Serious infections (cytomegalovirus, generalized herpes simplex, fatal aspergillosis and mycobacterium pneumonia) can be seen, especially in heavily pretreated patients, but are less common than in patients with other hematologic malignancies (eg, CLL) [69]. A low-dose, intermittent administration schedule of alemtuzumab (10 mg subcutaneously, three times a week) may reduce infectious complications in patients with MF [69,70]. Alemtuzumab therapy requires antibiotic and antiviral prophylaxis as well as close observation for the development of infection and cardiac toxicity [67].

Autoimmune encephalitis (AIE) has been reported in association with alemtuzumab treatment [71]. Patients with symptoms such as subacute onset of memory impairment, altered mental status, psychiatric symptoms, neurological findings, and/or seizures should be evaluated for AIE. (See "Autoimmune (including paraneoplastic) encephalitis: Clinical features and diagnosis".)

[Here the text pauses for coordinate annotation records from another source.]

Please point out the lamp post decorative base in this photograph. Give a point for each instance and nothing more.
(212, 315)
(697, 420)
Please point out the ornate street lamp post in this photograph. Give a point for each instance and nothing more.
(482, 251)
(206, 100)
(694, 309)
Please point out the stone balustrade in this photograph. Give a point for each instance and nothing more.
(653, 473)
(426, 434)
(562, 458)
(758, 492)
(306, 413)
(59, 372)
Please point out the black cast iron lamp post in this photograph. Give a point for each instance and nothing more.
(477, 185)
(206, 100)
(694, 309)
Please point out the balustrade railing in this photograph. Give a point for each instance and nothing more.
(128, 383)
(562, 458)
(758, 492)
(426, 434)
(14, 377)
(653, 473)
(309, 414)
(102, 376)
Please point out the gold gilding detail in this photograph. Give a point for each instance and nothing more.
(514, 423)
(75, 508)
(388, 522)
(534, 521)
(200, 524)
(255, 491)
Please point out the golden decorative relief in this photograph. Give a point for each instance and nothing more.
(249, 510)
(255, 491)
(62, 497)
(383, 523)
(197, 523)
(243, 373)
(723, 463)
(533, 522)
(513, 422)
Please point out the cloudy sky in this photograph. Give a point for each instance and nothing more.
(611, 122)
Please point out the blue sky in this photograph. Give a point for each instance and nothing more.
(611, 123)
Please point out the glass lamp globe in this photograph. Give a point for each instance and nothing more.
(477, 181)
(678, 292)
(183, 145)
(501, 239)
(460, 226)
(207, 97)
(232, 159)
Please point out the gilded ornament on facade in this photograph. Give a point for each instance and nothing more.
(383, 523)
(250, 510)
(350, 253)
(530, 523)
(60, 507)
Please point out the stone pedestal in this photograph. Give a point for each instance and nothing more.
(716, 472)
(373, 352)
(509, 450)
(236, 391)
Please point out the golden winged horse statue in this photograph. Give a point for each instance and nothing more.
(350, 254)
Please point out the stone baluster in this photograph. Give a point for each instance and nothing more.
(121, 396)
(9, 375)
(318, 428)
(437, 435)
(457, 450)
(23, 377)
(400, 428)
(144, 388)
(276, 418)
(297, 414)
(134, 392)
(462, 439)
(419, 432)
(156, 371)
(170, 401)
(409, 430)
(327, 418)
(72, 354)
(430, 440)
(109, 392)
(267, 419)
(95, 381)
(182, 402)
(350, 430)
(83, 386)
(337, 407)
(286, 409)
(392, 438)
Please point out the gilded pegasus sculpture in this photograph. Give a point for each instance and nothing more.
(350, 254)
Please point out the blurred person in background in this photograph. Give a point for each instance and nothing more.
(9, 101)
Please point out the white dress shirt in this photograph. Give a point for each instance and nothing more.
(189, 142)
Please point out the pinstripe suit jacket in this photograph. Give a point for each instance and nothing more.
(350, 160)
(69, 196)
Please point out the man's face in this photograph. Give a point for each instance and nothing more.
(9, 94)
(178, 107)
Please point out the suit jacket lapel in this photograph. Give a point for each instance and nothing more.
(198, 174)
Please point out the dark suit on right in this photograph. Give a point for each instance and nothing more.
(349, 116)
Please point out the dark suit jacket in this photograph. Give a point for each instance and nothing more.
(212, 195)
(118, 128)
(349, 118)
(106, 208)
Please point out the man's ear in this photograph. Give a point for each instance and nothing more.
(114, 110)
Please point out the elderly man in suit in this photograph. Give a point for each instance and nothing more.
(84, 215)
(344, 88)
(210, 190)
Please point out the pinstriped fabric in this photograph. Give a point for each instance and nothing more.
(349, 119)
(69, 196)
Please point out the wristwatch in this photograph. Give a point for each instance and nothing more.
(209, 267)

PUVA therapy — PUVA (psoralen + ultraviolet A photochemotherapy) results in CR rates of 30 to 70 percent in patients with generalized erythroderma [26-28,72,73]. In such cases, PUVA must be started at a low dose followed by a very slow and cautious increase of UVA dose to avoid phototoxic reactions. Despite a good clinical response with PUVA alone, the majority of the patients relapse during maintenance therapy. (See "Treatment of early stage (IA to IIA) mycosis fungoides", section on 'Phototherapy'.)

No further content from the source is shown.